Откуда-то время от времени появлялись летучие мыши, косо, рывками скользили между, домом, и пунькой — и это было все, что нарушало полночный покой. Нет, пожалуй, не все: через дорогу, в болотце, никак не могли угомониться лягушки.
— Не исключено, Ольга, что очень даже скоро фронт будет здесь и тогда мы поцелуемся с тобой на прощанье и останетесь вы тут без меня…
— Да где этот фронт, Лука? — тихо не то спросила, не то усомнилась женщина. — Всякое люди говорят: не то он уже где-то возле Великих Лук, не то еще под Москвой… Пойду в Дубраву, может, что там разузнаю.
— Ну да, много ты там разузнаешь. Смотри, чтоб тебя там не разузнали…
— А что меня разузнавать — я баба. С меня спрос маленький, видеть не видела, слышать не слышала…
Карданов изготовился закуривать. Расставив пошире согнутые в коленях ноги, стал на кафтане раскладывать бумагу, табакерку, банку с кресалом. Покой и тишина определяли каждое его движение.
Долго сворачивал самокрутку, долго высекал огонь, долго раздувал трут, чтобы от него всласть начать прикуривать. Несколько искр-светляков улетело вбок, в тень избы, чтобы там осесть на росу и погаснуть. И что-то он обдумывал, складывал мысленно в слова — никогда Карданов не спешил, не подгонял время.
Когда глубоко затянулся дымком, сказал:
— А не ходила бы ты совсем в гарнизон, мало ли что может случиться.
— Может, конечно, всякое случиться, но батька по-своему тоже прав — надо все хорошенько разузнать, а мне это свободней сделать. Как-никак деревня своя, люди свои, да и на хату хоть одним глазком охота взглянуть…
— Слушаешься, значит, Керена. Вот тоже странный тип — тюрьму предпочел колхозу. Я, лично, этого никак не могу взять в голову. Хоть убей, не понимаю таких вывертов!
Ольга глянула на луну, и Карданов на лице женщины рассмотрел смятение.
— А чего тут не понять? Батька каждую вещь в доме сделал своими руками. И хату сложил, и хлев, и ткацкий стан сумел. Он же мастеровой человек. А в колхозе надо смотреть в чужие руки и в чужой рот. Пахать ли, сеять ли — — не ему решать, а за него уже порешили там, в сельсовете, в районе. А батька мужик самостоятельный и никакого понуканья не терпит.
— Оль, — тихо до вкрадчивости спросил Карданов, — а если уйду на фронт, скажи, только честно, ты за моими гавриками приглядишь?
— До фронта еще дожить надо…
— Нет, ты не думай ничего плохого… Война кончится, пойдем запишемся. Я хочу по закону быть твоим мужем.
— Захотел один такой, — засмеялась Ольга и поправила на плече Луки кафтан.
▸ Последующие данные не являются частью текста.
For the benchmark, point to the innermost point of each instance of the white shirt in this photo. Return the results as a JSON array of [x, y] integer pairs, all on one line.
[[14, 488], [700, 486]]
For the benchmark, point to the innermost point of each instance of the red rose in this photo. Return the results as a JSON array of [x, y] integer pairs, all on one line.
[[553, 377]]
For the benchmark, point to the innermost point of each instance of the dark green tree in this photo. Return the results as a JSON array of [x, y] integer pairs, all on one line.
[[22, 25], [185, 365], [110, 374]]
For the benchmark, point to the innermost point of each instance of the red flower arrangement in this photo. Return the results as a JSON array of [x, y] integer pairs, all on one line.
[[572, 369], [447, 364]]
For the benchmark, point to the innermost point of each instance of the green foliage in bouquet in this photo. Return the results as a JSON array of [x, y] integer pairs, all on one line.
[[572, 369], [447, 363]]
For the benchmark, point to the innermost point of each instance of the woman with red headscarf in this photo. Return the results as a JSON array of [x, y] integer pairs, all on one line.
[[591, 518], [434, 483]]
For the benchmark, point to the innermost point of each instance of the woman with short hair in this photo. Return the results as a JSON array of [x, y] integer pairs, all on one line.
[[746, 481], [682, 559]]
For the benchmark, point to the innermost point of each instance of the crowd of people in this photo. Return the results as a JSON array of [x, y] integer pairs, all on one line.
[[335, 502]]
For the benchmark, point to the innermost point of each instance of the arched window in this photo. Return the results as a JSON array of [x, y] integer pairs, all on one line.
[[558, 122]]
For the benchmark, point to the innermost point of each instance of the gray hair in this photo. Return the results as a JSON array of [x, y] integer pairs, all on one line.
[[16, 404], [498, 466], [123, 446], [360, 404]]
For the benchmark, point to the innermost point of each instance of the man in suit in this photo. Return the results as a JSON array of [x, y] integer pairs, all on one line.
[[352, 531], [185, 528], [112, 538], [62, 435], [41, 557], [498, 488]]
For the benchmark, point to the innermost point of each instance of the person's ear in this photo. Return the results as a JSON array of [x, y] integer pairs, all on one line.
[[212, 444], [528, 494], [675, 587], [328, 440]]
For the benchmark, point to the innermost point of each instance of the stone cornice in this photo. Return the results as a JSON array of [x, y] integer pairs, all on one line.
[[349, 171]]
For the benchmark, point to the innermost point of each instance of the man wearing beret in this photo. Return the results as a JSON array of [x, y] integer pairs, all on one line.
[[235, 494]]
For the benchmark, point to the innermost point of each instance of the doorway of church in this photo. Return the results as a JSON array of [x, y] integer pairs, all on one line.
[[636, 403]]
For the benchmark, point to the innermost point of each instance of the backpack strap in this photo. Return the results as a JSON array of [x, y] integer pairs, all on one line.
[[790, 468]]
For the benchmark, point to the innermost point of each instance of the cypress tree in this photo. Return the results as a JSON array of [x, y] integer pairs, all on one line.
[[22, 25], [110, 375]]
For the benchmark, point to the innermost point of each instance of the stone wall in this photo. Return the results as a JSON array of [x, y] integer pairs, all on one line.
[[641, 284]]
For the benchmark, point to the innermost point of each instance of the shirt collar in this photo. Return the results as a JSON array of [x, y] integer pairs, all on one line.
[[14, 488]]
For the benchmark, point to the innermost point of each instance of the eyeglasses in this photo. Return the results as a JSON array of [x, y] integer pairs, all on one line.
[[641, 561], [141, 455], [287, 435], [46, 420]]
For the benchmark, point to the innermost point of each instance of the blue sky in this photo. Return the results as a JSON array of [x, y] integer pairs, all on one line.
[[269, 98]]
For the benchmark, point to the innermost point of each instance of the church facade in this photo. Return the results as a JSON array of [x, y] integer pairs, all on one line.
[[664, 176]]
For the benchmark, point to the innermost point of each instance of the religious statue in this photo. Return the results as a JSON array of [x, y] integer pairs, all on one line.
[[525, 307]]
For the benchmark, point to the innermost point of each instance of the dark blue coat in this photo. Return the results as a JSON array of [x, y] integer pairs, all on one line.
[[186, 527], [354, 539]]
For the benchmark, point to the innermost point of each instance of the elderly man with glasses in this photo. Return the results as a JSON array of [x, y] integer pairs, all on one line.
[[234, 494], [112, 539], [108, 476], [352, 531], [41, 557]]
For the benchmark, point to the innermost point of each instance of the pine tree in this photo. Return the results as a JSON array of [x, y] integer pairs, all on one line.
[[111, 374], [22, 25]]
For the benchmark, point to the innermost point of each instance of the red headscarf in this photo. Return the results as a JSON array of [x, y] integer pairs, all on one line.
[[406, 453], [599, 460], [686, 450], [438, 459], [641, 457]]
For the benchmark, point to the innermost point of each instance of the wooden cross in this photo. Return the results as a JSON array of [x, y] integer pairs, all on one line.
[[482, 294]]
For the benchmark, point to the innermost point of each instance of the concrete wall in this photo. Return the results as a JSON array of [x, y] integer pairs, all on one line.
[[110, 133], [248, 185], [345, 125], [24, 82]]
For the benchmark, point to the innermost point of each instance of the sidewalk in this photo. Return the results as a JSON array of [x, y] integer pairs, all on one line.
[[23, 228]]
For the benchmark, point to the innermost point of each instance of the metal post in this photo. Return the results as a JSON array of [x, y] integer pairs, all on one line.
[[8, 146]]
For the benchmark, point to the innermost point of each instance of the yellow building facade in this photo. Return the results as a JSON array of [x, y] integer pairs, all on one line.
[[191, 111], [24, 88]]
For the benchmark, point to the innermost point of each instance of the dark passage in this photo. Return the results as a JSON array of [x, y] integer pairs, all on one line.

Они не видели, как по-над большаком, по росистой гривке продвигались две фигуры. Они шли в сторону хутора, затаенно зажав в рукавах самокрутки, и вполголоса переговаривались.
Карданов узнал о «гостях» по звуку, какой издают хотя и крадущиеся, но тяжелые шаги человека, проделавшего неблизкий путь. Этот человек вышел из-за угла хаты и, озираясь, подошел к окну. Прислушался. Из-за пуни появился напарник, и, так же по-волчьи оглядываясь и прислушиваясь, направился к избе. А тот — первый — уже стоял у дверей, положив руку на «язык» клямки. Последовал напористый, но не шумный тычок, а затем резкий стук.